São essas distorções que tornam o Poder Judiciário desacreditado aos olhos dos simples mortais, que não dispõem de advogados caros e com lobby junto aos membros da magistratura. Infelizmente, os justos e retos juízes acabam sendo ofuscados por aqueles suspeitos de comerciar sentenças, tendo em vista que as más ações sempre reverberam mais do que as corretas e até porque a mídia não se interessa por informações que não possam chocar a opinião pública. Entretanto mesmo apesar dos membros de conduta inatacável de um dos poderes essenciais para o regime democrático, as próprias leis parecem ser inócuas para uma determinada camada da sociedade. Um festival de denúncias é feito constantemente contra políticos e empresários atolados na criminalidade organizada, mas subsumida numa camada de glamour social (vencedores no jogo do sistema capitalista) e nada, rigorosamente nada de adverso lhes sucede. No máximo, a exposição na mídia (que para certos egos é talvez até saborosa).

Descrédito nas instituições

As súmulas, as decisões parecem sempre caminhar para o afrouxamento nas penalidades, talvez na direção do tão celebrado Direito Penal Mínimo, a cachaça de alguns juristas que defendem a noção de que quanto menor a intervenção do Estado, melhor, como se não vivêssemos numa nação tropical profundamente dividida na escala da distribuição da riqueza e sim numa Suécia ou Luxemburgo. Esse pensamento no tocante a bagatela, aos crimes sem vítima ou de menor significado, é politicamente defensável, mas não se pode estendê-lo aqueles que pertencem a verdadeiras quadrilhas especializadas em lesar o erário e em outras modalidades delitivas que implicam grande movimentação de dinheiro ilícito e corrupção de agentes públicos.

São tantos os institutos, as brechas na lei que inviabilizam a sua própria aplicação, que o descrédito nas instituições que a administram conduz o cidadão escolarizado a anomia, ou seja, ao sentimento de não fazer parte dos acontecimentos coletivo-sociais de maior relevância a Pólis e mesmo ao esvaziamento de significado dos valores éticos e morais.

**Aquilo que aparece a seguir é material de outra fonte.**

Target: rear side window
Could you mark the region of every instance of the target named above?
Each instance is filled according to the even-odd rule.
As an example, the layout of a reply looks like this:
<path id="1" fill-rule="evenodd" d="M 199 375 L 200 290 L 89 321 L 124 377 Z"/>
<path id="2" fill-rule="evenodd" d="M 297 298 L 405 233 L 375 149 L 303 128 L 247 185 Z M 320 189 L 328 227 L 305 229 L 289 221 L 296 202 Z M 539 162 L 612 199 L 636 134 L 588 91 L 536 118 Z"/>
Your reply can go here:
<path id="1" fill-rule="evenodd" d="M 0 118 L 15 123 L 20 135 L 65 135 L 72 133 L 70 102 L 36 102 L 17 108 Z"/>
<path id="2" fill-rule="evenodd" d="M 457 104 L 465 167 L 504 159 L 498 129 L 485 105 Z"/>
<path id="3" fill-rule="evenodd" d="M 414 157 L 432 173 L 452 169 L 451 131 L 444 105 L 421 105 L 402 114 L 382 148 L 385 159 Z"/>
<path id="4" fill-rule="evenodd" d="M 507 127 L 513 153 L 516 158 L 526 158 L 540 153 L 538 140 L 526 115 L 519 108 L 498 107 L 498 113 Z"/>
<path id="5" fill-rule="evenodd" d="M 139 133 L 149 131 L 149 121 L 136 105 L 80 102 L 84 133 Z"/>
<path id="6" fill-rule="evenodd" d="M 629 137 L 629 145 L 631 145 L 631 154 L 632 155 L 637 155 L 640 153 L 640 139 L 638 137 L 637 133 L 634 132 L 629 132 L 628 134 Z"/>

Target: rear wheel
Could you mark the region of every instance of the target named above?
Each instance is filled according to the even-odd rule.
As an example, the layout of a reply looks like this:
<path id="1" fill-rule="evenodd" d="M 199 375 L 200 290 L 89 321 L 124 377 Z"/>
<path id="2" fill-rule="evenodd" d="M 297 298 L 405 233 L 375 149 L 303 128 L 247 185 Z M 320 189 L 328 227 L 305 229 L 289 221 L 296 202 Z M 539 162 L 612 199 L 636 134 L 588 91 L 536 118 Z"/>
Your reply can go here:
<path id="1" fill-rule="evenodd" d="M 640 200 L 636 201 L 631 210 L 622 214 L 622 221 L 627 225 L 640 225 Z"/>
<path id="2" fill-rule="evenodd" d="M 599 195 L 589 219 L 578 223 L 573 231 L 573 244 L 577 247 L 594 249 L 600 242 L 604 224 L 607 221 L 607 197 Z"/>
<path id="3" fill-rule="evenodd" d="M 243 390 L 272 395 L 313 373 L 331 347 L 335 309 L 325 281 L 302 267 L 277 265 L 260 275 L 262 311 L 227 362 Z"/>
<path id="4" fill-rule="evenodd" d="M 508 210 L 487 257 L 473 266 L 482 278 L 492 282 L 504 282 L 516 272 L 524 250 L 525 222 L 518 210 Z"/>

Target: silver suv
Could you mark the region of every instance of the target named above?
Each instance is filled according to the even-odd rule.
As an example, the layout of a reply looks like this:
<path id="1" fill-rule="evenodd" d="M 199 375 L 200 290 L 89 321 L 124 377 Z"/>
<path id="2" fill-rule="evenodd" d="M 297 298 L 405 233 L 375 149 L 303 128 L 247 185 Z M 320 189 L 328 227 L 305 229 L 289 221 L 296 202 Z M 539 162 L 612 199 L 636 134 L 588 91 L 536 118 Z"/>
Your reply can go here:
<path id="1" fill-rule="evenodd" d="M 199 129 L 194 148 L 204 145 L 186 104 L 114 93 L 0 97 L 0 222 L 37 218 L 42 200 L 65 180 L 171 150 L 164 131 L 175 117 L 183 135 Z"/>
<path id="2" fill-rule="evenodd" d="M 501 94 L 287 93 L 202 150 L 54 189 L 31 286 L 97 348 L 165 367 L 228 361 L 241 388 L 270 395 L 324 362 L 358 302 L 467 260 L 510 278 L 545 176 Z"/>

Se o direito penal não age na etiologia dos crimes e sim na sua sintomatologia, isso não pode ser uma justificativa para rasgar todos os códigos e conceder liberdade irrestrita a determinados indivíduos para fazerem o que lhes der na telha. É totalmente abjeta a idéia de que a sociedade deve pagar os gordos ordenados de juízes, desembargadores e ministros, que muitas vezes superam os R$20 mil, muito acima da realidade da maioria esmagadora dos brasileiros, para que esses não façam nada ou não tenham prerrogativas de fazê-lo quando o deveriam, de acordo com o senso comum do justo.

O povo brasileiro precisa de leis que realmente funcionem, ao invés de calhamaços inúteis e prolixos. A sociedade está cansada de tanta imoralidade sendo chancelada por aqueles que deveriam exprobrá-la.